Imagine a computer that won't let you back up your work on a floppy disk or hook up with your old printer, monitor or Zip drive. That won't let you swap files with other computers without using the Internet or something called Ethernet, and won't let you get a bigger monitor without buying a whole new computer. Welcome to the Brave New World of Steve Jobs' iMac. With a second chance to make a difference in the computer age, Jobs looked into the future and saw, the past. If computers were entertainment centers, at the dawn of the new millennium he has rediscovered the console stereo. Talk about thinking different.
With its all-in-one configuration and lava lamp looks, the iMac may be the first retro computer. Like, far out, man. Trippy. And had Jobs been satisfied with making a simple and inexpensive starter computer for students, families and casual computer users, a MacPuter, the iMac might have made sense. But it comes with some "futuristic" features that make it anything but simple and inexpensive.
The most controversial futuristic feature to the iMac is the lack
of a floppy disk drive. According to one computer salesman I spoke with,
one day Jobs was walking around the Apple plant, one of the few places
on Earth hooked up to an Ethernet network, and noticed that no one was
using floppy disks. From this he extrapolated that out in the real world
the floppy was going the way of the vinyl record, and soon no one would
be using floppies.
That may be then, but this is now, and how are people supposed to move files from their old computer to an iMac, or backup new files? The salesman said not to worry, Apple is coming out with a new and faster external disk drive that can be hooked up to the iMac. So much for Jobs' floppyless future, and for the iMac's all-in-one design. Maybe we are at a transition between disk technologies, but not including any kind of external disk drive on the iMac is kind of like creating a console stereo, turntable sold separately.
Ironically, the iMac is the first Apple computer to use the Universal Serial Bus (USB) port, a speedy new "plug and play" interface, where one universal cable connector lets you attach up to 127 printers, disk drives, digital cameras, joysticks, scanners, monitors and more, without ever restarting your computer. That's great. But why should a simple all-in-one computer need 127 peripherals, and why should casual computer users be expected to debug a new technology? The USB version of most of those printers, disk drives, joysticks and monitors don't exist yet, and adapter cables are just now coming out for some existing ones, which may or may not work with the new interface.
Floppy
disks may be on the way out and USB ports may be on the way in. But then
there's the guts of the iMac, Apple's advanced PowerPC G3 processor. Unfortunately,
its the original 233 megahertz G3 chip, the oldest and slowest of the family.

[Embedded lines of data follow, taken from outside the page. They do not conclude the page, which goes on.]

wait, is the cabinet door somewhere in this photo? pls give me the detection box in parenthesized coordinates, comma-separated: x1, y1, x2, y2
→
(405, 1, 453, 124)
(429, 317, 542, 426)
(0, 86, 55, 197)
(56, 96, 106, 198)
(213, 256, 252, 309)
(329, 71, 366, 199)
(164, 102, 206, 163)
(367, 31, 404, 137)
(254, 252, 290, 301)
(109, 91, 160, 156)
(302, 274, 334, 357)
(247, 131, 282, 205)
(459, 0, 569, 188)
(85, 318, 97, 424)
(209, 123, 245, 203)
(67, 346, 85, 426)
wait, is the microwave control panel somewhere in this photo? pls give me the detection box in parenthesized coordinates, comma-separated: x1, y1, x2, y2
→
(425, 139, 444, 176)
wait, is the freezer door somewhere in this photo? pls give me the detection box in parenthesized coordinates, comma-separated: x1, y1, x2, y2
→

Yesterday's technology. Plus, there's only 32 megs of RAM, hardly a futuristic
amount of memory, and barely enough to surf the net nowadays. Strap the
box to a dinky 15-inch screen and take away the disk drive, and I don't
care how aerodynamic it looks, the iMac hardly seems worth its $1,300 price
tag, which positions it at the high end of the low-end computer market.
With its luminous appearance and glib ad campaign, the iMac may be
getting all the attention. But if you're looking for a good deal on an
Apple computer, prices are being slashed on closeout 266, 300 and 333 MHz
boxes, as new and even faster G3 computers come to market. In fact, for
just a few hundred dollars more than an iMac, I was able to pick up a 300
MHz G3 with twice the RAM and a built-in Zip drive, not to mention a floppy
disk drive. And I couldn't be happier with my new G3. So even if the iMac
sucks, I hope it does save the company. For cyberspace would be a poorer
place without the Apple operating system.